Yellow Pitcherplant, or Trumpets (Sarracenia flava)


Price:
$11.95

Description

By Robin Mackie

Sarracenia flava is one of our tallest pitcher plants, a member of the genus Sarracenia, which contains 8 to 11 species of North American pitcher plants. Named after D.Sarrazin, a 17th century botanist of Quebec, most species in the genus (with the exception of Sarracenia purpurea) occur only in the southeastern United States. They have simple nodding flowers and leaves modified as hollow pitchers, which function to passively trap insects, luring them with nectar, then digesting them or drowning them with fluids, later to be absorbed by the plant.

The habitat of trapping insects in modified leaves or trumpets is thought to have been developed in response to the nutrient-poor soil conditions of wet or frequently flooded areas typical of the Atlantic Coastal Plain. This method of trapping is "passive" in that the plant does not close to eat its prey. Insect prey are lured into the slippery waxy portion of the upper pitcher tube by nectar, then slide down a coating of ultra-fine, downward point hairs, hitting the digestive enzymes, and into a zone which readily absorbs nutrients with digestive fluids. Although amphibians often use the pitchers as refugia, the paralyzing agent coniine has been isolated in S.flava fluids.

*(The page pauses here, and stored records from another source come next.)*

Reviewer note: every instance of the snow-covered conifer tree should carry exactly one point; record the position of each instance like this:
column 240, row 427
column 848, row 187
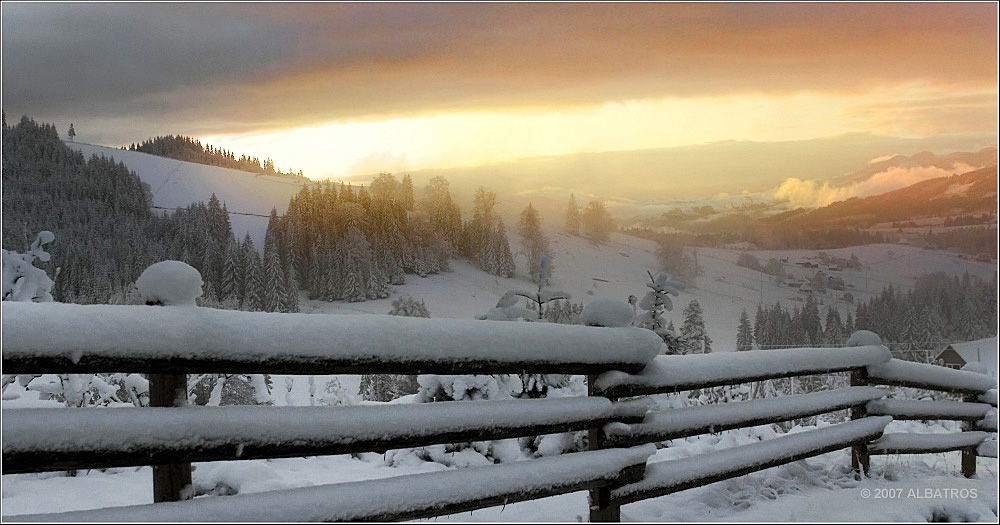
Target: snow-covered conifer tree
column 744, row 334
column 693, row 329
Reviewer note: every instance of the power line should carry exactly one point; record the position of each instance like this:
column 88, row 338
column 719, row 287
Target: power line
column 227, row 211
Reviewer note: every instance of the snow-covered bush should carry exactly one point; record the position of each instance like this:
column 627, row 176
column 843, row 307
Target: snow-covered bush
column 653, row 305
column 22, row 280
column 170, row 283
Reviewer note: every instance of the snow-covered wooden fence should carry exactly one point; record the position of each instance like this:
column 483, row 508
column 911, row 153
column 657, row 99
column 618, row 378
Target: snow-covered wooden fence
column 619, row 362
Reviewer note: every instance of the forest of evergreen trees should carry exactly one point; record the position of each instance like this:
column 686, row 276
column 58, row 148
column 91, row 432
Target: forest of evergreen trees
column 189, row 149
column 106, row 233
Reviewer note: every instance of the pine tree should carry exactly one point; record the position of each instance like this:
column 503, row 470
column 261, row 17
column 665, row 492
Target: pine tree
column 572, row 216
column 407, row 306
column 274, row 278
column 693, row 329
column 406, row 193
column 744, row 334
column 505, row 260
column 534, row 243
column 833, row 334
column 290, row 301
column 253, row 276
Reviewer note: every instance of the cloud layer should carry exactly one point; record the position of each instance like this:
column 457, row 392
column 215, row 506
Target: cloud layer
column 271, row 66
column 812, row 194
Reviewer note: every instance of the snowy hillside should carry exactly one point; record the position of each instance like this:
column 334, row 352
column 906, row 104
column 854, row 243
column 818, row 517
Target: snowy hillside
column 618, row 269
column 176, row 183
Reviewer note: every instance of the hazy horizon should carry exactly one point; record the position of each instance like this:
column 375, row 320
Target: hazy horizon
column 346, row 90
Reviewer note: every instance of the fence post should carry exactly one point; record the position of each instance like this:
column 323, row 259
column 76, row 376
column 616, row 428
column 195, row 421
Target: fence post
column 601, row 509
column 969, row 453
column 860, row 460
column 171, row 482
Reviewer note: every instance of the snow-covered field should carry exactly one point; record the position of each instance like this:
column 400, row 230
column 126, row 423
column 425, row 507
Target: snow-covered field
column 901, row 488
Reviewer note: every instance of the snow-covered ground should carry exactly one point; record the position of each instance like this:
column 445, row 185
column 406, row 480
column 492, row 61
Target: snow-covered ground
column 902, row 488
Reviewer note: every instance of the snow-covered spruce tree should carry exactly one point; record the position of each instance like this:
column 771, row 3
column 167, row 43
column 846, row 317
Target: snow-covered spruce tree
column 334, row 394
column 572, row 216
column 505, row 260
column 534, row 244
column 693, row 330
column 386, row 387
column 744, row 334
column 22, row 280
column 653, row 304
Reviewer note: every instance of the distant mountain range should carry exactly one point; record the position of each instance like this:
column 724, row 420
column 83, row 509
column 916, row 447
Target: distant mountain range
column 968, row 193
column 982, row 158
column 632, row 179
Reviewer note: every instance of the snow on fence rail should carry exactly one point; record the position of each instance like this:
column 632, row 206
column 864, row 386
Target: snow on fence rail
column 912, row 409
column 673, row 373
column 62, row 338
column 398, row 498
column 931, row 377
column 670, row 424
column 49, row 439
column 667, row 477
column 172, row 341
column 925, row 443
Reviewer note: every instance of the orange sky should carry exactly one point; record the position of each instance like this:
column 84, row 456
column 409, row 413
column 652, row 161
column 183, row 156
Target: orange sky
column 336, row 89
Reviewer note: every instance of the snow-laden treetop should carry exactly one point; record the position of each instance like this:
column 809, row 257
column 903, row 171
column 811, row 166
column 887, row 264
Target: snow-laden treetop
column 170, row 283
column 607, row 312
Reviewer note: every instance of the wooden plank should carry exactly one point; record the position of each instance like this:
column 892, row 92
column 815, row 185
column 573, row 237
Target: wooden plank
column 912, row 443
column 922, row 386
column 675, row 373
column 860, row 458
column 174, row 340
column 737, row 456
column 750, row 413
column 398, row 498
column 171, row 481
column 625, row 390
column 291, row 365
column 929, row 377
column 969, row 453
column 36, row 440
column 601, row 509
column 906, row 409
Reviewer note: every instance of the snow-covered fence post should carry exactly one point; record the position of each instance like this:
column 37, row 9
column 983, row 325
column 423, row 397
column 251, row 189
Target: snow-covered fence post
column 969, row 453
column 171, row 482
column 860, row 459
column 601, row 508
column 170, row 283
column 611, row 313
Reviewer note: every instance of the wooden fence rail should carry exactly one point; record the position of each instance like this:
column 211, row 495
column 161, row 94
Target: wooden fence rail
column 170, row 342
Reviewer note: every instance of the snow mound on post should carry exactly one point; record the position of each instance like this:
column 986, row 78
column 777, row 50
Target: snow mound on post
column 928, row 376
column 170, row 283
column 607, row 312
column 978, row 368
column 864, row 338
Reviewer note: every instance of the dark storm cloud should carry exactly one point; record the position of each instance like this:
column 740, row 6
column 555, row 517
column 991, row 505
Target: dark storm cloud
column 95, row 58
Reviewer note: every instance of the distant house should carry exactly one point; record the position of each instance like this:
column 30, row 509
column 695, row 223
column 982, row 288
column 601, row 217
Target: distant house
column 983, row 351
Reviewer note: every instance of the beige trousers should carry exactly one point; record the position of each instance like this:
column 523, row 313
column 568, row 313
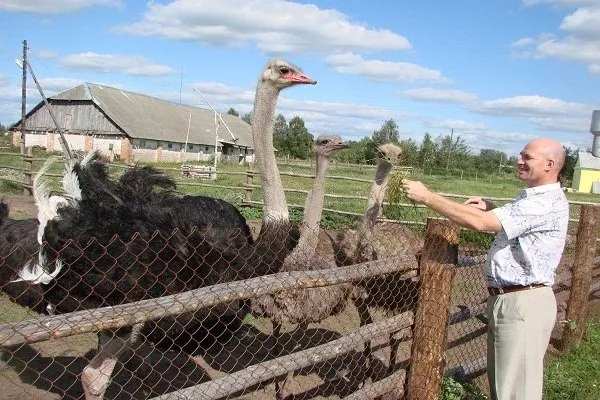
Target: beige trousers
column 519, row 328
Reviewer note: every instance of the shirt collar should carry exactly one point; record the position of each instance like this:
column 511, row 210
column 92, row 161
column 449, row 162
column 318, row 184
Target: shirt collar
column 539, row 189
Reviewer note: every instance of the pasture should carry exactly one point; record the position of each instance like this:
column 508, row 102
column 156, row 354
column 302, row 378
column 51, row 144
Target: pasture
column 50, row 369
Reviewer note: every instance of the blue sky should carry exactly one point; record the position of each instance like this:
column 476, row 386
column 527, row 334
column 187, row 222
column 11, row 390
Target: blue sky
column 498, row 72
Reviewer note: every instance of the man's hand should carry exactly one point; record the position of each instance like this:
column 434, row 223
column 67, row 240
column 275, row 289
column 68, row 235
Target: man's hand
column 416, row 191
column 481, row 203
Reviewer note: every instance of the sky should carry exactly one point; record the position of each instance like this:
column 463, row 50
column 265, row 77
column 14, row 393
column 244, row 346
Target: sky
column 498, row 73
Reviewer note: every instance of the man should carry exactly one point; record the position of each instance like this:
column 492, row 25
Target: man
column 520, row 266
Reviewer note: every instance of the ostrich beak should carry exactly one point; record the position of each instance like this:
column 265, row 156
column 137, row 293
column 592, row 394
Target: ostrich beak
column 296, row 77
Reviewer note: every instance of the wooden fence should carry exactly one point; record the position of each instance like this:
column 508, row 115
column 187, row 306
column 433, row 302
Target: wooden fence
column 433, row 349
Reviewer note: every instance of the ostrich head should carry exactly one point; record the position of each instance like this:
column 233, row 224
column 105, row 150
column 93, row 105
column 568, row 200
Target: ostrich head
column 388, row 153
column 326, row 145
column 281, row 74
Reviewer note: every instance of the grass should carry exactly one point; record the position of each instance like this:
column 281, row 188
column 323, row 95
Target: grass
column 576, row 376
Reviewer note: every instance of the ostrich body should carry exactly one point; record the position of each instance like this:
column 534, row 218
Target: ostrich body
column 18, row 247
column 112, row 242
column 389, row 293
column 303, row 306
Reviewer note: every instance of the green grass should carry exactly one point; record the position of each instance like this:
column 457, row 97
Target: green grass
column 576, row 376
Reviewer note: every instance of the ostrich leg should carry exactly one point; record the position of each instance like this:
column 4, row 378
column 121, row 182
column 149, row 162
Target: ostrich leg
column 95, row 377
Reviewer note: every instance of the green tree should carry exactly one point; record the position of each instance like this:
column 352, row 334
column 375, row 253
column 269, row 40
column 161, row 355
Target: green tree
column 300, row 141
column 247, row 118
column 387, row 133
column 410, row 152
column 566, row 173
column 427, row 151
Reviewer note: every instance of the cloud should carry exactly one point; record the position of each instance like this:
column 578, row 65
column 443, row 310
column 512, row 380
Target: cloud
column 54, row 6
column 106, row 63
column 441, row 96
column 383, row 71
column 274, row 26
column 581, row 42
column 529, row 106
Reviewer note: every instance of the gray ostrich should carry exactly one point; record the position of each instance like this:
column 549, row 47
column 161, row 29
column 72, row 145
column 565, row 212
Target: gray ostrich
column 388, row 293
column 303, row 306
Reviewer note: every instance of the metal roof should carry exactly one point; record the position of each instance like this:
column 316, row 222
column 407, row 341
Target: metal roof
column 587, row 160
column 144, row 117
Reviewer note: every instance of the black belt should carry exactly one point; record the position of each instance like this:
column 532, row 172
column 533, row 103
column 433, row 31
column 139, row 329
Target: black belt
column 512, row 288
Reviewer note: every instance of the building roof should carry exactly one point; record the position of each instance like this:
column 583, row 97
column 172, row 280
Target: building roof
column 145, row 117
column 587, row 160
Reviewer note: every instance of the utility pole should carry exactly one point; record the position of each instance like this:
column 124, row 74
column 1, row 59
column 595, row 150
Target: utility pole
column 450, row 149
column 23, row 97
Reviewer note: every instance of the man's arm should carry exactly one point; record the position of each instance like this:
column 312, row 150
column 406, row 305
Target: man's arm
column 467, row 216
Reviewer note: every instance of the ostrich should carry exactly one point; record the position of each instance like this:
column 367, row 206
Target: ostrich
column 18, row 247
column 302, row 306
column 387, row 292
column 132, row 239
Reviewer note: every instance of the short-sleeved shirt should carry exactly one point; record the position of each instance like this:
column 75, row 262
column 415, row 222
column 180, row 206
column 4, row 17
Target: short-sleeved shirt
column 529, row 247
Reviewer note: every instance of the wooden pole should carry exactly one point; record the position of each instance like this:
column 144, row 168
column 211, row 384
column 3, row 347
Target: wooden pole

Easily distinguished from other pitcher plants by their tall, upright, yellow green or sometime red-veined pitchers (up to 3 foot tall), trumpet pitchers have large, broadly reniform hoods which lack white patches (windows), and arch widely over the column. The narrow base of the hood has sides that roll back until nearly touching, and often exhibit a maroon spot on the inside of the column. Large yellow, 5-parted flowers appear from April to May, have an unpleasant 'cat-pee' like odor, and are held singly on long stems above the pitchers to avoid trapping of potential pollinators. The fruit forms in 5 lobes and takes 5 months to mature, splitting to scatter 300-600 seeds which are 1.5-2mm in length, and have a rough, waxy coat for dispersal by water. New Sarracenia plants usually germinate in spring and immediately begin building tiny pitchers, which in subsequent years become larger as the plant grows. They eat bugs all summer long until the pitchers die back in fall, translocating nutrients from the pitchers to the underground rhizomes.